The plan consisted of setting up barriers against statehood. They decided upon three “impediments” to becoming a state. They planned and carried out a massive public relations campaign in Puerto Rico and on the U.S. mainland.

The arguments they presented were that if Puerto Rico become a state, our economy would plummet because: (1) as a state, we couldn’t grant federal income-tax exemption to industries and, without the tax exemption, manufacturing companies wouldn’t invest in Puerto Rico; (2) if we had to pay federal minimum wages, Puerto Rico would be afflicted by massive unemployment; and (3) if Puerto Rico became a state, we would all have to speak English and Spanish would be lost.

Muñoz and his PDP cohorts were afraid that the more people spoke English and the more English people spoke, the easer it would be for statehooders to convince people that Puerto Rico should become a state. As all negative movements inevitably do, this one ended up by espousing a strategy that has done much harm to our people.

Their strategy was to reduce the use of English as much as possible, especially in schools. Before this anti-English campaign, all classes in Puerto Rico, whether in public or privates schools, were held in English, with the obvious exception of the Spanish class. Under Muñoz Marín’s leadership, teaching in English was alleged to be antipedagogic. The Teacher Exchange Program—through which teachers from the States came to Puerto Rico to learn Spanish and teach English, while teachers from Puerto Rico went to the States to teach Spanish and improved their English—was terminated. As a result, we have never had enough teachers proficient enough in English to teach our children adequately. The teaching of English has deteriorated at an accelerated pace.

Today, if it weren’t for cable TV, the movies and Puerto Ricans returning from the mainland U.S., our proficiency in English would leave much to be desired.

In the meantime, right after the end of WWII, migration from Puerto Rico to the U.S. mainland grew by leaps and bounds and hundreds of thousands of Puerto Ricans and their families had difficulty finding a good job, because of their inability to properly communicate in English.

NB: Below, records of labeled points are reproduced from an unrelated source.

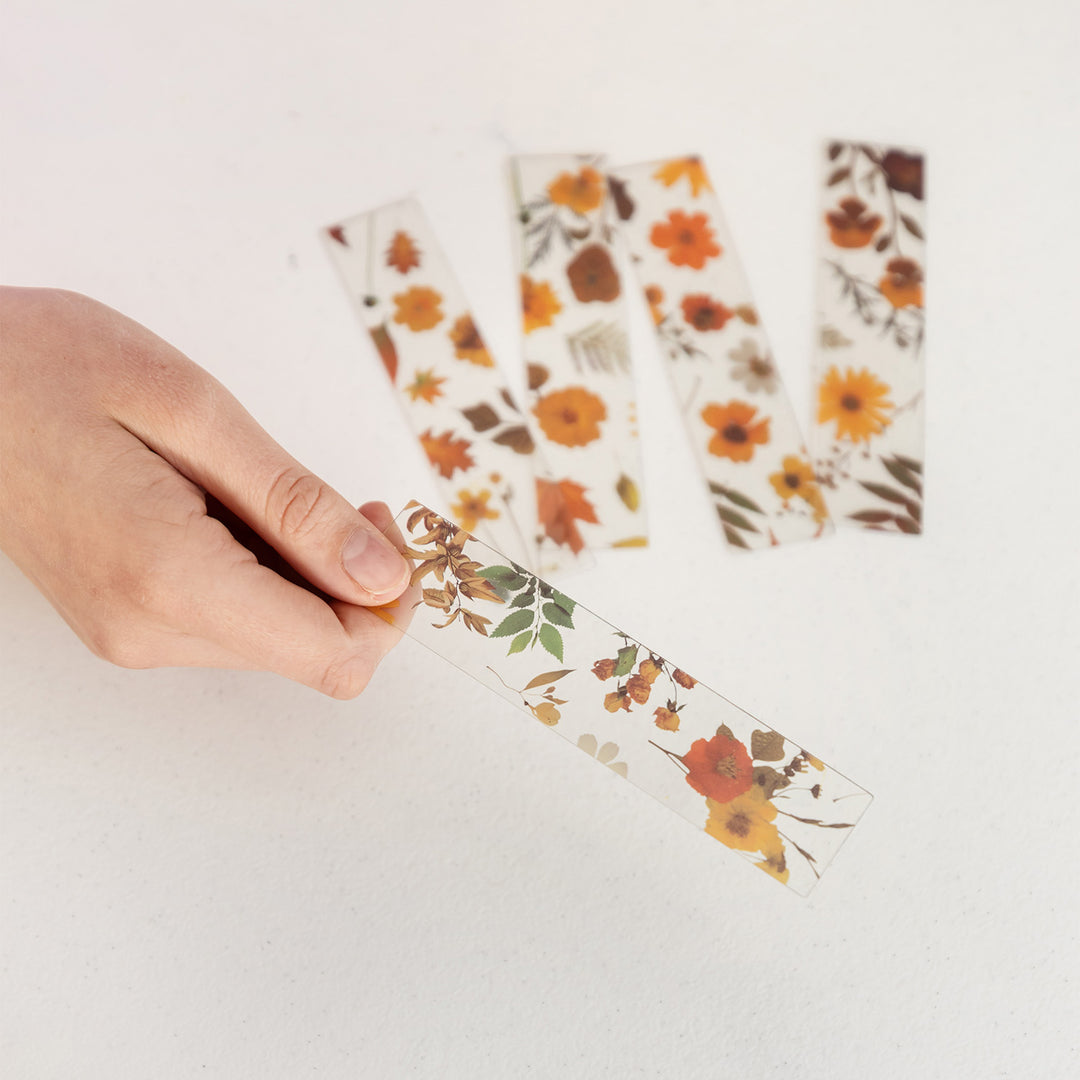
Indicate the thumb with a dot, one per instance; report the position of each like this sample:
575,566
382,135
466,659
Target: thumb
217,444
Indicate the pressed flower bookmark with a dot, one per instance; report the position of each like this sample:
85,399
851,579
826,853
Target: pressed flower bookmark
453,394
624,704
741,423
868,439
576,343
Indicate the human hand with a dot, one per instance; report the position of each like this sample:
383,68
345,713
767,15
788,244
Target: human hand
110,444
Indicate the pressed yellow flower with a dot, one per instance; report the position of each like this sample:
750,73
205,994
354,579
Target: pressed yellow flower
472,507
744,822
796,481
858,402
692,169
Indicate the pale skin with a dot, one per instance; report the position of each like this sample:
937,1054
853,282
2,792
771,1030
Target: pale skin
111,441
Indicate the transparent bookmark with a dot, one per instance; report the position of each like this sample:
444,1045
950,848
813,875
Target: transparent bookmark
624,704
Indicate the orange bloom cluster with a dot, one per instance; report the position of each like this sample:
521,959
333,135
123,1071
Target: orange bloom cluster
737,430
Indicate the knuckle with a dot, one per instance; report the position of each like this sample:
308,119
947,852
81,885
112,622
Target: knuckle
117,642
297,502
345,677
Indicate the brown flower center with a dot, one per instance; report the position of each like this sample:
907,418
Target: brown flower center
739,824
727,767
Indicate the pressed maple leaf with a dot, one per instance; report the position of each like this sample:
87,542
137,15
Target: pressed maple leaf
561,504
403,254
446,454
427,386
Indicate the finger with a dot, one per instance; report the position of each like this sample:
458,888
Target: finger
246,609
193,422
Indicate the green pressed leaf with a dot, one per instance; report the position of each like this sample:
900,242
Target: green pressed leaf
903,474
563,601
766,745
889,494
545,677
482,417
556,615
916,467
552,640
503,577
733,517
624,660
514,623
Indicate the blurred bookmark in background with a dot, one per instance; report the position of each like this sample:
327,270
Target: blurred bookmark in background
576,343
868,436
741,422
454,396
624,704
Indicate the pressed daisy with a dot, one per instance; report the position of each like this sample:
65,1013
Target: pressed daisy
856,401
754,367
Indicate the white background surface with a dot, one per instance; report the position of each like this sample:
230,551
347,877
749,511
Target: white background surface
223,875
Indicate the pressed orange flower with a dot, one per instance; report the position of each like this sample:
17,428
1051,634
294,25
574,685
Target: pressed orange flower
692,169
403,254
592,274
665,719
796,481
655,296
617,700
704,313
850,226
559,505
902,285
604,669
570,417
472,507
744,823
688,239
738,432
581,191
539,304
468,343
419,308
903,172
446,453
856,401
718,768
427,386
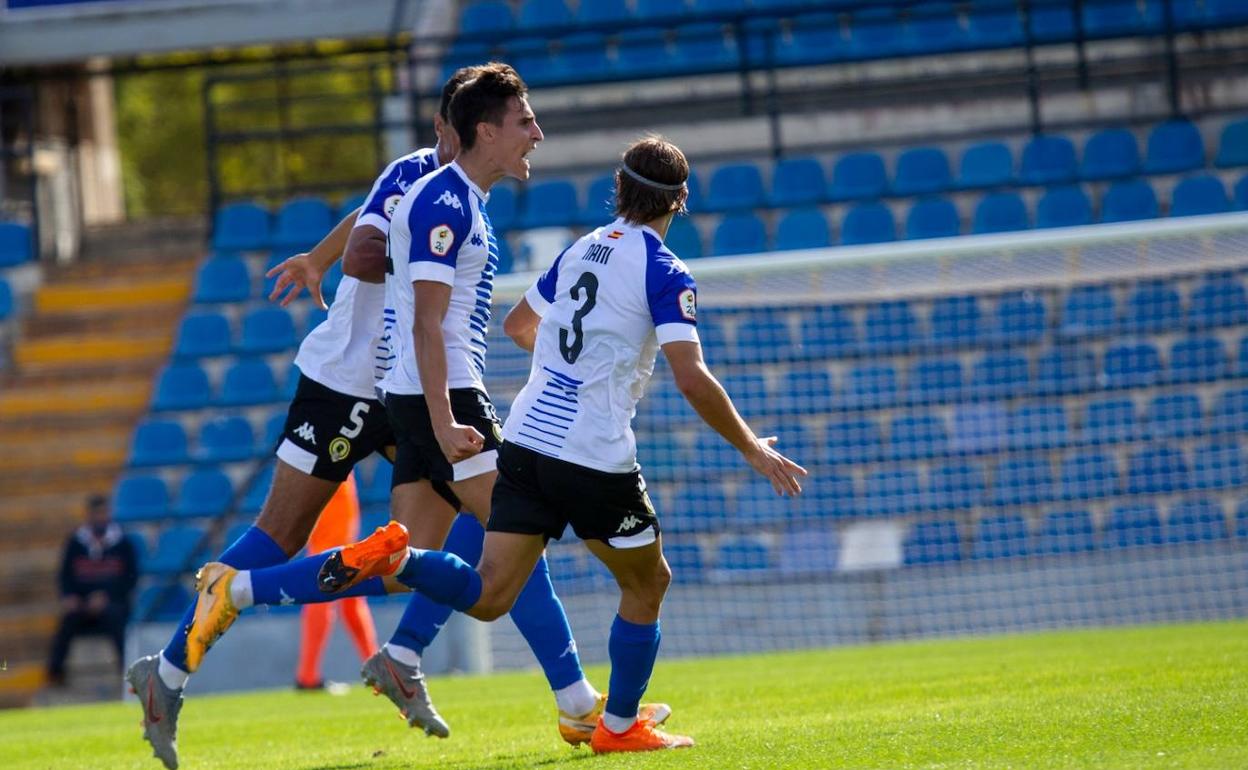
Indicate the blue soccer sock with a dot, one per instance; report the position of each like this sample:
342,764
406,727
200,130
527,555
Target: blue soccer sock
633,649
442,577
253,549
538,615
423,618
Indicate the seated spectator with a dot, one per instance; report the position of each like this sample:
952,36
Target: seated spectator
97,575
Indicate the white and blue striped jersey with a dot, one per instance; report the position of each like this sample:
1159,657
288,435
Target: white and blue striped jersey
607,305
346,351
441,232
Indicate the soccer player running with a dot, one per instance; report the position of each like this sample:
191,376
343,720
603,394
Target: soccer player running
333,422
594,322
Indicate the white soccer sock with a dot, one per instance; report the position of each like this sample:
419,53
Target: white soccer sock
577,699
402,654
618,724
240,590
170,674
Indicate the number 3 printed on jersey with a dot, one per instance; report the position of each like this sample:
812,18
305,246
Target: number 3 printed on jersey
585,288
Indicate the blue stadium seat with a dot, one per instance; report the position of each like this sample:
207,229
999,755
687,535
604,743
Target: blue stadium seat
890,326
735,187
202,335
1088,310
703,48
803,229
1197,195
1111,419
1066,532
828,331
858,176
684,240
917,436
1038,426
159,442
1131,365
932,543
956,486
1001,537
1023,481
1219,300
921,171
140,498
180,548
739,233
994,24
222,278
15,243
241,227
181,386
267,330
1194,521
486,16
1174,146
226,439
1197,360
932,219
934,381
986,165
1088,476
1130,200
550,204
1132,526
248,382
205,493
1047,160
1000,212
543,14
1066,206
1152,306
867,224
1065,368
798,181
1020,317
1157,469
1110,154
957,321
1173,416
1000,375
854,441
1233,146
895,491
302,222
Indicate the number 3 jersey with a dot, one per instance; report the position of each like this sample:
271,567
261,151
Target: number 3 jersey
607,305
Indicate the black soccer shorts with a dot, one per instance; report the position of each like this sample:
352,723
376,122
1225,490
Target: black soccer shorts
539,494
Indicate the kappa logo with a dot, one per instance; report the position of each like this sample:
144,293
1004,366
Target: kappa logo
449,199
306,433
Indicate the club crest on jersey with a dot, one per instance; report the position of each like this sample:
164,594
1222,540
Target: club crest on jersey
689,305
441,238
449,199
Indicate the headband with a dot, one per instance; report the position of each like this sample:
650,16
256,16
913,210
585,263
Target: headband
650,182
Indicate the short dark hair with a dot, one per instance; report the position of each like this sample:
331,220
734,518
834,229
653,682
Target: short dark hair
448,89
658,160
484,99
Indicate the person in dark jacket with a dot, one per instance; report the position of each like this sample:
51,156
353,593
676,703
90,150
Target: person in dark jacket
97,575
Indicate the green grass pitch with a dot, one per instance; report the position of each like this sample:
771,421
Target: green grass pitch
1158,696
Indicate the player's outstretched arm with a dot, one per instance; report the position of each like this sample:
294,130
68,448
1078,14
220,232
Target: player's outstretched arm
713,404
307,270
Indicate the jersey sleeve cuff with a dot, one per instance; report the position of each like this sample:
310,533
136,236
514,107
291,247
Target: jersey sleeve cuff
373,220
677,332
432,271
533,296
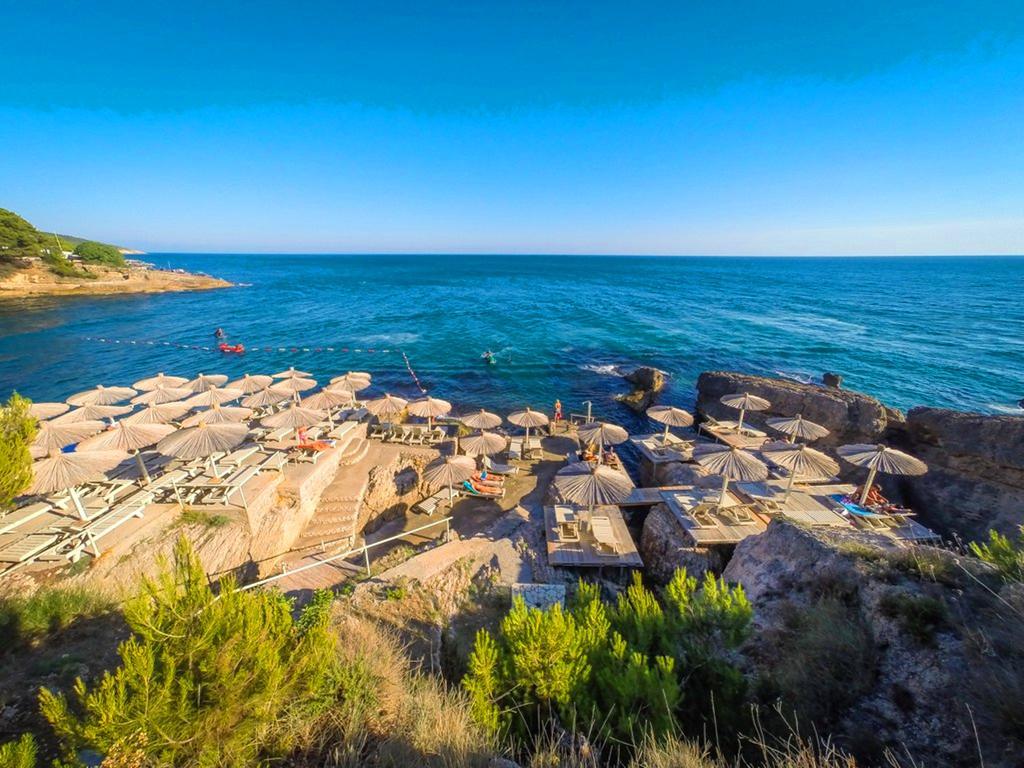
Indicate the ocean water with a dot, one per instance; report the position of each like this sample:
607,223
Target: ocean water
910,331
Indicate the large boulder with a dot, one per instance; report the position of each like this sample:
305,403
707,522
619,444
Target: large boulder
976,470
851,417
647,382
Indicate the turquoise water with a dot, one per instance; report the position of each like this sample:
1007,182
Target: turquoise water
924,331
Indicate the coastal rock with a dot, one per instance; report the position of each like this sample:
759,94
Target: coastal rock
919,691
976,470
646,382
665,548
851,417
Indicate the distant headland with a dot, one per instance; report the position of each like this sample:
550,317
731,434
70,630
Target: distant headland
37,263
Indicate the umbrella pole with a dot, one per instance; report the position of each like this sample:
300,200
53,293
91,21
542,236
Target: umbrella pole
141,468
867,486
73,492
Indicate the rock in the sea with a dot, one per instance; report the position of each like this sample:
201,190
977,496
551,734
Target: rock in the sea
666,548
646,382
851,417
975,480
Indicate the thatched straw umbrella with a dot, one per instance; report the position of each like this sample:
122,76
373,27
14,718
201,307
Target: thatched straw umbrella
670,416
264,397
158,414
526,419
91,413
731,464
43,411
129,438
218,415
203,440
68,471
387,407
602,433
592,484
206,381
430,409
881,459
249,384
483,443
161,394
292,373
481,420
52,435
451,471
101,395
213,396
160,380
744,401
797,426
800,459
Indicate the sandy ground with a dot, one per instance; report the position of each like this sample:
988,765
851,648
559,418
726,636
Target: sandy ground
37,281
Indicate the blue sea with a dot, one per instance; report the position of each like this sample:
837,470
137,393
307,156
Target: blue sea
910,331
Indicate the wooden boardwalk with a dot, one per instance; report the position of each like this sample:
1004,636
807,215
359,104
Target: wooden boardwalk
585,553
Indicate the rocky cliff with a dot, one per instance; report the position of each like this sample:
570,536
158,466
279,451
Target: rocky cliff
887,650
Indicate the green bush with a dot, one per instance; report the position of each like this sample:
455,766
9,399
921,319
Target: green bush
639,666
98,253
17,429
50,609
204,679
1006,555
19,754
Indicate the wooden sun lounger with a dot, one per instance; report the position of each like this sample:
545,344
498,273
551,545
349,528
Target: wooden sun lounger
24,548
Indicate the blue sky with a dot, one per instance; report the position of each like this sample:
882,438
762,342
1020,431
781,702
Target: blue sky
670,128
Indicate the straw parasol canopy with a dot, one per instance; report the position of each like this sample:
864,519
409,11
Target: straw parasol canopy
67,471
158,414
203,382
730,463
292,373
744,401
218,415
797,426
354,382
160,380
527,419
592,484
294,416
800,459
483,443
602,433
430,409
43,411
52,435
162,394
250,384
670,416
203,440
881,459
268,396
450,471
481,420
130,438
213,396
387,407
101,395
91,413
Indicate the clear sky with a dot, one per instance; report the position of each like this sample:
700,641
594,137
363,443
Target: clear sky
574,127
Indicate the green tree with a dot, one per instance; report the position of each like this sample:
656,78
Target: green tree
98,253
204,680
17,428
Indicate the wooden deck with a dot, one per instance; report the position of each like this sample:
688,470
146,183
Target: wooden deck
584,553
722,527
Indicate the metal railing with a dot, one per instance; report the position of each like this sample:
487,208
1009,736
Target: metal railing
365,549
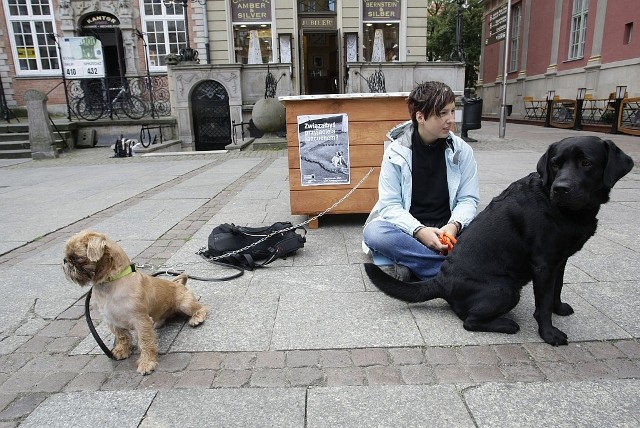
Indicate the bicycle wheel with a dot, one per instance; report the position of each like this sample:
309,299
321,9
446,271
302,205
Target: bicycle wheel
145,140
89,110
134,107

While all nations around the world are teaching English to their children—because it is the world’s most widely used language in commerce, banking, aviation, science and technology—we in Puerto Rico have been hurting several generations of our people who haven’t been taught enough English to take advantage of the opportunities available to those who can speak and write both languages. We, who as U.S. citizens need to know English to get along better with our fellow citizens, have not only been neglected, but maliciously denied the opportunity to be fully bilingual.

Today, all over the 50 states of the union and in Central and South American countries, bilingual individuals have many more job and economic opportunities than they would if they were fluent in English or Spanish only.

In contrast to the PDP’s attitude against English, in Washington, D.C., there is a bilingual public school where half the course is taught in English and the second half in Spanish. The name of the school is Oyster Bilingual School and the waiting list of students whose parents want them to be bilingual is very long.

The harm done to the future and aspirations of several generations of public-school children by the PDP as a result of denying them the opportunity to be fluent in both languages can’t be easily undone. However, we must commit and dedicate ourselves to work hard toward developing a bilingual community. Whoever in America (whether North, Central or South) doesn’t realize the importance of being proficient in both Spanish and English is either being obtuse, or is very prejudiced against the United States.